We've been doing a series on Ubuntu Linux, in which I have explained how to get DVDs and other video formats playing, and set up Evolution, the email and groupware program. Now, we’ll look at user privileges and network connections.

When you install and set up Ubuntu, you may notice there’s no need to enter a root (super-user) password. When we’ve performed administration tasks through the graphical tools the desktop has asked for our user password, and when we’ve performed similar tasks at the command line we’ve run the ‘sudo’ command and had to provide the same.

Ubuntu does not permit access to the root account by default. There are many reasons for this, primarily security. Using the root account can be dangerous; a wrong command can wipe your hard drive.

Running as root also removes all the system’s file security; you can overwrite and change any file. Trojan virus developers would be happy if people used root blindly more often, but luckily it’s rarely necessary.
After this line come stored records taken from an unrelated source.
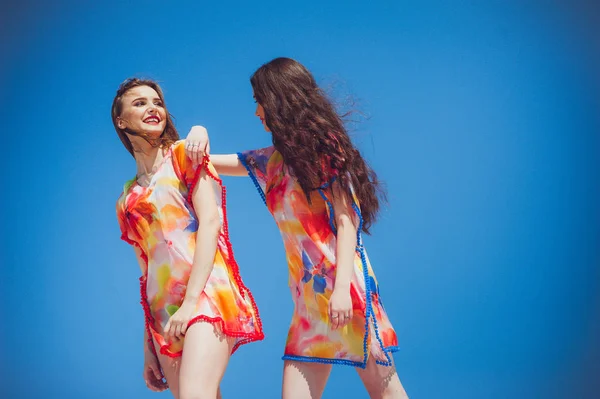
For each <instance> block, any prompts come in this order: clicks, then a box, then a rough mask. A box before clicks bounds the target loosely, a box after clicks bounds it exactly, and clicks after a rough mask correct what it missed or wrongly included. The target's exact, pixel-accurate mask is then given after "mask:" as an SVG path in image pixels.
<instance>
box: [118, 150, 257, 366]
mask: <svg viewBox="0 0 600 399" xmlns="http://www.w3.org/2000/svg"><path fill="white" fill-rule="evenodd" d="M202 169H204V170H205V171H206V172H207V174H208V175H209V176H210V177H211V178H212V180H213V183H214V184H213V185H214V189H215V199H216V200H217V204H218V208H219V213H220V216H221V222H222V223H221V225H222V228H221V232H220V234H219V239H218V244H217V252H216V254H215V260H214V267H213V270H212V272H211V273H210V276H209V278H208V281H207V282H206V286H205V287H204V291H203V292H202V294H201V295H200V298H199V300H198V303H197V305H196V312H195V316H194V318H193V319H192V320H191V321H190V322H189V324H188V326H189V325H192V324H193V323H196V322H200V321H203V322H209V323H213V324H214V325H215V326H216V327H217V328H219V329H220V331H222V332H223V333H224V334H225V335H227V336H230V337H234V338H235V344H234V346H233V351H232V353H233V352H234V351H235V350H236V349H237V348H238V347H239V346H240V345H242V344H245V343H249V342H252V341H256V340H261V339H263V337H264V335H263V331H262V325H261V321H260V317H259V314H258V309H257V307H256V304H255V302H254V299H253V298H252V294H251V293H250V290H248V288H246V286H245V285H244V283H243V281H242V279H241V277H240V273H239V270H238V265H237V263H236V261H235V259H234V257H233V251H232V249H231V243H230V241H229V234H228V230H227V214H226V206H225V199H226V195H225V187H224V186H223V185H222V182H221V180H220V179H219V177H218V176H217V174H216V172H215V170H214V168H213V167H212V165H211V164H210V163H209V161H208V160H207V159H205V160H204V162H203V163H202V165H200V166H199V167H196V168H194V167H193V165H192V162H191V160H190V159H189V158H188V157H187V156H186V155H185V149H184V142H183V141H178V142H177V143H175V144H173V145H172V146H171V148H170V149H169V150H168V152H167V153H166V155H165V157H164V160H163V162H162V163H161V164H160V166H159V168H158V170H157V172H156V173H155V175H154V176H153V177H152V180H151V182H150V184H149V185H148V187H142V186H140V185H138V184H137V183H136V181H135V179H133V180H131V181H129V182H127V183H126V184H125V187H124V188H123V193H122V194H121V196H120V197H119V199H118V201H117V218H118V220H119V225H120V227H121V233H122V236H121V238H122V239H123V240H125V241H126V242H128V243H129V244H131V245H133V246H136V247H137V248H139V249H140V251H141V253H142V259H143V261H144V263H145V270H142V277H141V278H140V288H141V297H142V301H141V303H142V306H143V308H144V313H145V318H146V328H147V332H148V337H149V341H150V343H151V341H152V338H154V341H155V342H156V343H157V344H158V345H159V346H160V352H161V353H162V354H164V355H167V356H170V357H178V356H181V353H182V349H183V340H177V341H174V342H167V341H166V340H165V338H164V337H163V335H162V334H163V328H164V327H165V325H166V324H167V321H168V320H169V318H170V316H171V315H173V314H174V313H175V312H176V311H177V309H179V306H180V305H181V303H182V301H183V298H184V296H185V290H186V286H187V281H188V280H189V277H190V273H191V269H192V262H193V258H194V250H195V246H196V231H197V229H198V220H197V217H196V214H195V212H194V209H193V203H192V199H191V193H192V191H193V188H194V186H195V184H196V183H197V181H198V179H199V177H200V172H201V170H202ZM150 346H151V347H152V348H154V345H150Z"/></svg>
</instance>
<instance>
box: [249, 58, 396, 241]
mask: <svg viewBox="0 0 600 399" xmlns="http://www.w3.org/2000/svg"><path fill="white" fill-rule="evenodd" d="M250 83H251V84H252V88H253V90H254V97H255V99H256V101H257V102H258V103H259V104H260V105H262V107H263V108H264V110H265V123H266V124H267V127H268V128H269V130H270V131H271V133H272V135H273V146H274V147H275V149H276V150H277V151H279V153H281V155H282V157H283V161H284V163H285V164H286V166H287V167H288V168H289V170H290V172H291V173H292V174H293V175H294V177H295V178H296V179H297V180H298V183H299V184H300V187H302V190H303V191H304V193H305V194H306V197H307V199H308V200H309V201H310V193H311V191H313V190H314V189H316V188H318V187H319V186H321V185H323V184H324V183H326V182H329V181H331V179H332V178H333V177H334V175H335V176H337V181H338V182H339V184H340V186H341V188H342V190H343V191H344V192H346V193H347V194H348V195H351V192H350V184H352V187H353V188H354V191H355V193H356V196H357V197H358V201H359V203H360V206H361V213H362V219H363V226H362V228H363V231H364V232H365V233H369V228H370V227H371V226H372V224H373V223H374V222H375V220H376V219H377V215H378V213H379V206H380V200H384V199H385V192H384V191H383V189H382V187H381V185H380V183H379V180H378V179H377V175H376V174H375V172H374V171H373V170H372V169H371V168H370V167H369V166H368V165H367V163H366V162H365V160H364V159H363V157H362V156H361V154H360V152H359V151H358V149H357V148H356V147H355V146H354V145H353V144H352V141H351V140H350V136H349V135H348V132H347V130H346V128H345V126H344V122H343V120H342V117H341V116H340V115H339V114H338V113H337V112H336V110H335V107H334V106H333V104H332V103H331V101H329V99H328V98H327V96H326V95H325V93H324V92H323V90H321V89H320V88H319V87H318V85H317V82H316V81H315V78H314V77H313V75H312V74H311V73H310V72H309V71H308V69H306V68H305V67H304V66H303V65H302V64H300V63H299V62H298V61H295V60H293V59H290V58H283V57H282V58H275V59H274V60H272V61H270V62H268V63H266V64H264V65H263V66H261V67H260V68H258V70H257V71H256V72H254V74H253V75H252V77H251V78H250Z"/></svg>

Ubuntu implements sudo for super-user access, a program that temporarily provides full access to a restricted set of users. To gain that access, the user must enter their own password as if they were logging into the desktop.

This is what’s happening when you click to update the system, for example – in the background sudo is authenticating you for super-user access, and a window pops up to do that.

At the command line, if you prefix any command with ‘sudo’ you will run that command as root.

For example, ‘rm file.txt’ will attempt to delete a file as your user, while ‘sudo rm file.txt’ will attempt to remove the file as if you had first logged in as root. Super-user access is required for any modifications to the system; be it configuring the network or installing the latest security updates.

To prevent you having to enter your password too often, the access is made available for a certain period of time. Once you enter your password at the prompt, you can run another command with sudo without entering your password, so long as it’s in the same terminal window.

Not every user has access to sudo. When you install the system, the user you initially add is given sudo privileges; this is necessary since there’s no access to root directly, so there would be no way otherwise to perform administration tasks. You can add and remove sudo access for others by using the user manager.

User management

Ubuntu provides a graphical tool for manipulating users. Select ‘Users and Groups’ from the administration menu and click ‘add’, or ‘properties’ with a user selected. A window pops up ( see screen 1 ) where you can fill in or change the user’s details.

At the top you will see three tabs. The Advanced tab lets you select a user profile. These are fairly basic, but future versions of Ubuntu should allow precise desktop setups for different kinds of users.

In the third tab you can control a user’s privileges ( see screen 2 ). By using Unix groups, Ubuntu lets you control who can access what. For example, the ‘audio’ group provides access to the computer’s sound hardware, so access is granted by being a member of that group.

That’s what happens behind the scenes, but the graphical user tool simplifies this by presenting a list of privileges you can tick. A standard user has access to everything except sudo: tick or untick the ‘Executing system administration tasks’ option to grant or remove access to sudo.

As the administrator of your computer you will want access, but other users shouldn’t. Create these users without this privilege and apart from this they’ll be able to use the computer fully. For the ultra-cautious, you may want to create a day-to-day user for yourself without sudo access, though this will mean having to log in as another user to perform tasks such as updating the system.

It is possible to provide normal root access in Ubuntu, but I’d recommend against it. By using sudo you only use super-user privileges when necessary, which is a good habit to get into.

No standard tasks require the use of a root login; however, if you’re executing a long series of commands as root, you may wish to gain temporary access to a root shell. This can be done using sudo – just run the following:

$ sudo -s

Enter your password and the shell will now be logged in as root. This is identical to using ‘su -’ on a traditional Linux system, but this method doesn’t require a super-user password. If you still wish to enable the root account for direct login you must set a password – run ‘sudo passwd root’ to do this.